On Tuesday we met up with Haitian cartoonist Teddy Kesser Monbrun. Teddy (26) is well known in Haiti, as he has been doing cartoons for Le Nouvelliste (one of the two main newspapers of Haiti, together with Le Matin) for the last five years. His cartoons run on the top of the front page of the newspaper, giving him wide recognition with his audience. In Europe and the US, editors rarely allow editorial cartoons to grace the front page of a newpaper. We'll be doing a more extensive interview with Teddy later on this trip, as well a with the cartoonist who works for Le Matin, Jerry Boursiquot (pen name Bousiko). We're meeting with him tomorrow.
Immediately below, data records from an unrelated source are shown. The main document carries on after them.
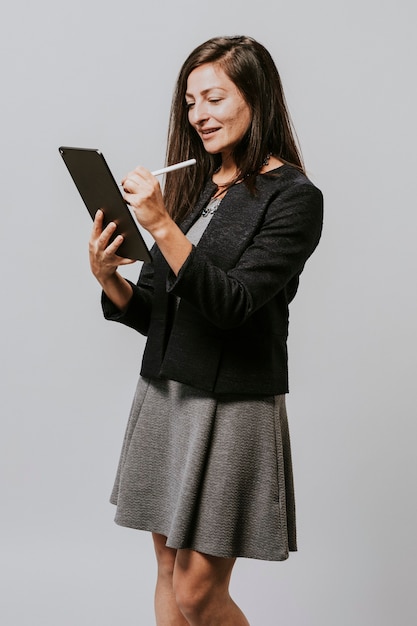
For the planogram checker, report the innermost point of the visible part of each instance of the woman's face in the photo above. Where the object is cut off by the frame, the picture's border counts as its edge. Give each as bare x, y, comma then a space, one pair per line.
216, 109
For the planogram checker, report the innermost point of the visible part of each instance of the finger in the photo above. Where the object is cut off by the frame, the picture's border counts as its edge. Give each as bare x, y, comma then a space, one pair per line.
105, 235
114, 246
98, 223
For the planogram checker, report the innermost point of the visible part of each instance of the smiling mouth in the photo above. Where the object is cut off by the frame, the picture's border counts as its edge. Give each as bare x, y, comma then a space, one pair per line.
208, 132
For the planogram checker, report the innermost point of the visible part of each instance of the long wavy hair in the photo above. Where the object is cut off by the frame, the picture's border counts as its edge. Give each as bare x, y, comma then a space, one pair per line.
251, 68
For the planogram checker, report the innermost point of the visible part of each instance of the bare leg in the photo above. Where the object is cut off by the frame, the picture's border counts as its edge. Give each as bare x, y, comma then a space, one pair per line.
201, 587
167, 612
Matt and Teddy in front of the (temporary) newsroom of Le Nouvelliste
Today we got up early to meet Carel Pedre, a radio host and TV presenter (and Haitian celebrity, as we found out), to talk about the challenges facing Haiti today. In his view, the persistence of the tent cities is the major problem. Even though (albeit on a very limited scale) houses are being built people stay in the tent cities because here they have access to food and basic health care, provided by the multitude of NGOs acitve in Haiti. Almost all of the tent city dwellers are without jobs; moving out of the tent cities would mean leaving behind the basic necessities that keep them alive.
Carel Pedre in his radio studio
Among other things, Carel is the host of the Haitian version of American Idols, called Digicel Stars. Digicel is the local cell phone network, and it is omnipresent, with ads on walls, parasols, billboards and posters and any other place you can think of. In parts of the city, they've even put up street signs. In a country where the state does not have the means to provide even to most basic services, this is not entirely surprising. The billboards around the city (the ones that aren't taken by Digicel) are dominated by ads for water filtration systems and power generators. We wonder if this is what libertarians have in mind when they talk about minimum government, maximum freedom?
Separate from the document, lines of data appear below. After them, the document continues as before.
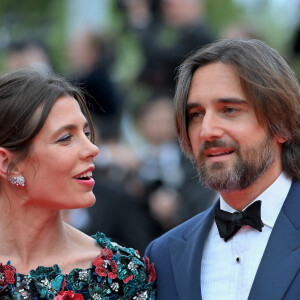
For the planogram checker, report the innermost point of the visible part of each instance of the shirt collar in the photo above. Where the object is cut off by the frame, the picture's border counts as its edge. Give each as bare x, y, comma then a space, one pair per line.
272, 199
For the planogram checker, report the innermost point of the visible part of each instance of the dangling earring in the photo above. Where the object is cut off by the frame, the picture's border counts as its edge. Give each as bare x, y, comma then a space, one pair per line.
20, 180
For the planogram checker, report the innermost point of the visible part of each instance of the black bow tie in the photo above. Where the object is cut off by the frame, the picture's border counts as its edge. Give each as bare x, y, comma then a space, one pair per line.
230, 223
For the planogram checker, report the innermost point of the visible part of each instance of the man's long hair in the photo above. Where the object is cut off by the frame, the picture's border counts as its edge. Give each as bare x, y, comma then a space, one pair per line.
268, 82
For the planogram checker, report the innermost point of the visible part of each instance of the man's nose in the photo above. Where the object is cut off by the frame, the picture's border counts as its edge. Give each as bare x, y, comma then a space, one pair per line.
211, 128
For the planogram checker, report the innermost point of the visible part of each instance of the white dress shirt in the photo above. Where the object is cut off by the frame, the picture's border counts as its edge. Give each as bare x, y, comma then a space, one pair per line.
228, 268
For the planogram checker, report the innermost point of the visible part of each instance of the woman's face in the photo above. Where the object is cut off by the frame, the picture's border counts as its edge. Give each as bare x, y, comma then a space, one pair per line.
59, 167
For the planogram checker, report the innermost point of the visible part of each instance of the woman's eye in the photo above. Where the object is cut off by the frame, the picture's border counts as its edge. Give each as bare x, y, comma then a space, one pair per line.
65, 138
230, 110
195, 115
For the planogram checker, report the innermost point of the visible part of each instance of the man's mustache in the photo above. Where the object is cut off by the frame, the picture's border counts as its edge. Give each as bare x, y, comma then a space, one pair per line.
218, 143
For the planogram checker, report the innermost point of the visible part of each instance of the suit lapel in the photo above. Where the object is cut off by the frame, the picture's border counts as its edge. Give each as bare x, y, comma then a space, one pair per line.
282, 254
186, 255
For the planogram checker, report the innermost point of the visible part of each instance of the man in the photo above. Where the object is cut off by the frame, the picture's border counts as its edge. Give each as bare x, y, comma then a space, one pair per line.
237, 108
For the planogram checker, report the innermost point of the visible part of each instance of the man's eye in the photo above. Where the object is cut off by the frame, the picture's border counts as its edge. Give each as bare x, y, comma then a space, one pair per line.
65, 138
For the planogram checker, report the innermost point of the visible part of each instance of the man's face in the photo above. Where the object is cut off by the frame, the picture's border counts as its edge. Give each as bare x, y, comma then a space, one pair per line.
231, 149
The second appointment on the schedule today was a meeting with a comic artist that would be very well suited for the project, Chevelin Pierre. Chevelin is one of the few Haitian cartoonists that is well versed in sequential comics. He works for a number of NGOs, and is probably best known for a full-page comic he does for Chimen Lakay, a free paper published by Sitwayen Ayiti (Citizen Haiti). With a circulation of half a million copies, this is currently the best read publication in Haiti. Perhaps even more important than the number of copies, is that the paper (and comic) is published in Creole, instead of French. Although French is one of Haiti's official languages (together with Creole), many people are only fluent in Creole, and don't read French very well. The two newspapers Le Nouvelliste and Le Matin are published in French.
Chevelin working (L) and one of his comics in Chimen Lakay (R)
There's a good chance that part or all of the comic that will result from this trip will be drawn by Chevelin, as his style and the quality of his work meet our requirements. The next challenge will be to pair him up with one or more Haitian journalists who can do in-depth reporting and translate these to a comic script (with some of our help).